8.2 Product catalog for pricing and margin analysis

Objective: make pricing models easier to read and maintain by encapsulating product information.

  • Source: ERP product master, costing system, promotions table.
  • Schema fields: SKU, description, category, brand, pack size, standard cost, list price, promo price, margin metrics.
  • Usage: quoting tools, what-if analysis sheets, category management dashboards.

8.3 Financial and risk data by instrument

Objective: treat each financial instrument as a single object with nested fields.

  • Schema fields: identifiers, issuer, ratings, coupon, maturity, yield measures, scenario stress indicators.
  • Usage: portfolio dashboards, limit monitoring, scenario analysis, and regulatory reporting prototypes.

8.4 Operational metrics with nested entities

Objective: model multi-level information such as site → line → asset in a single custom data type.

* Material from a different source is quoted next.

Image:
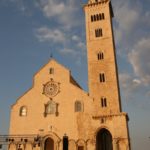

  • Use nested types like Site containing Line and Asset objects.
  • Attach KPI fields like uptime, MTBF, energy consumption, and maintenance cost.
  • Drive visual indicators and threshold calculations on the worksheet using direct field references.

FAQ

How is a Power Query custom data type different from a regular Excel table?

A regular Excel table stores each field in its own column, and formulas must reference columns separately. A Power Query custom data type collapses multiple fields into a single structured cell. You can still expand fields into columns, but the main benefit is that you can treat the entity as an object and reference its fields directly from formulas or card views. This reduces the number of visible columns and makes complex models more readable.

Do I always need Power Query to create custom data types?

For custom data types based on your own data, Power Query is the supported route because it provides the “Create Data Type” command and manages the connection, shaping, and refresh logic. Built-in data types like geography and stocks do not require Power Query, but they are limited to Microsoft-provided sources. If you need full control over the schema and source systems, you should use Power Query.

Can I edit values directly inside a custom data type cell?

No. The values inside a custom data type cell are controlled by the query that created them. To change them, you must either edit the underlying data source or modify the Power Query steps. On the worksheet, you can only choose which fields to display and how to reference them in formulas; you cannot safely overwrite the internals of the structured value from the grid.

How do I convert a custom data type back into regular columns?

You can always expand the custom data type into normal columns. Select the custom data type column header, use the Insert Data button, and choose all the fields. Excel will generate standard columns for each field that stay linked to the custom data type. If you need purely static values, you can copy the expanded columns and use Paste Special > Values. However, static values will no longer refresh when the query is refreshed.

When should I use the Data Model instead of custom data types?

The Data Model (Power Pivot) is ideal for large, star-schema-style models where you want to use DAX measures and PivotTables for aggregation. Custom data types shine when you want compact, object-like representations of entities directly in the grid and want to use regular Excel formulas, dynamic arrays, and charts without always going through PivotTables. In many cases, the best practice is to combine both: use the Data Model for heavy aggregations and custom data types for user-facing summaries, drill-through, and what-if analysis.

What happens if I rename or remove a field from the custom data type schema?

Formulas that reference that field may break or return errors because the field is no longer present in the underlying record. Likewise, card views may show fewer fields than before. For low-risk changes, update the schema and then systematically test reports that reference the affected data type. For critical models, consider versioning schemas, or introducing new fields alongside existing ones before fully deprecating the old names.